There was also controversy regarding the trial, and the First Court of Criminal Appeals of the Second Circuit ruled that Aburto Martínez had been tried unjustly because he'd been tried at the federal level rather than the state level. Antonio González García, a judge in the Second District for Criminal Proceedings, ordered that Aburto Martínez be added to the National Registry of the Crime of Torture (RENADET) in order for his confession to be deemed invalid under the conditions of torture.

== Conspiracies ==
Throughout Mexico, many argued and shared conspiracy theories about intentional or unintentional negligence in the investigation, as well as government and narco-trafficker involvement in the crime itself. There is a wide variety of details that support the involvement of other people, especially considering the 2 different gun types that shot Colosio practically simultaneously. Additionally, there were suspicions surrounding the cartel and political powers at the time. Many of Aburto Martinez's letters written from prison were to contact his family and emphasize the governmental corruption in Mexico.

== Family response ==
A few months after the assassination and subsequent arrest, Aburto Martínez's family immigrated to the United States without documentation in hopes of seeking asylum. The family claimed that they were not safe in Mexico, suspecting the government's involvement in Colosio's death and the ramifications that might have for their family.

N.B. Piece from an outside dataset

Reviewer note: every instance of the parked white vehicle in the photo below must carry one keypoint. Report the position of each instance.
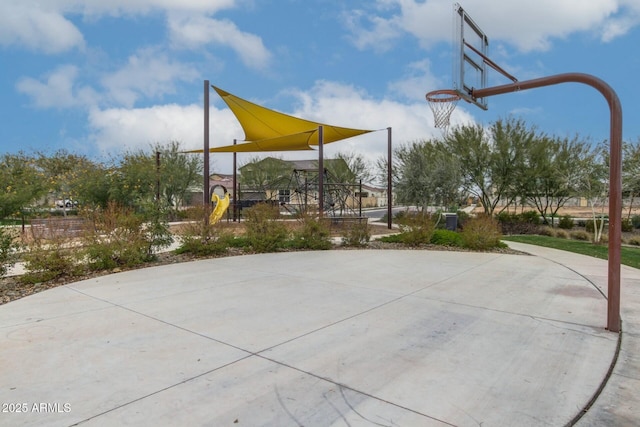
(66, 203)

Aburto Martínez's father, Ruben, claimed that his son was innocent and was being used as the government's scapegoat in a scheme against Colosio. Leading up to his sentence, Aburto Martínez's family was hardly questioned by authorities.

== Recent developments ==
In 2024 the Federal Attorney General's Office declared the involvement of Jorge Antonio Sánchez Ortega in the murder of Colosio, claiming that he was responsible for one of the gunshots that killed Colosio. Sánchez Ortega was arrested in November 2025 and is a former federal intelligence agent who was assigned to be Colosio's bodyguard. Evidence suggests that Sánchez Ortega fired a gun at the scene of the crime and had Colosio's blood on his suit, added to the statements of witnesses claiming to see him escaping the scene.

Also in 2024, then president of Mexico, Andrés Manuel López Obrador, denied an appeal to pardon Aburto Martínez, who still had over 15 years left to his sentence. Leading the petition to pardon Aburto Martínez was Luis Donaldo Colosio Riojas, the son of the murdered Colosio, in order for both his "family and Mexico to heal" from the past.

== Media ==

- Fictional film by Carlos Bolado Colosio: El asesinato.
- Netflix series Historia de un crimen: Colosio.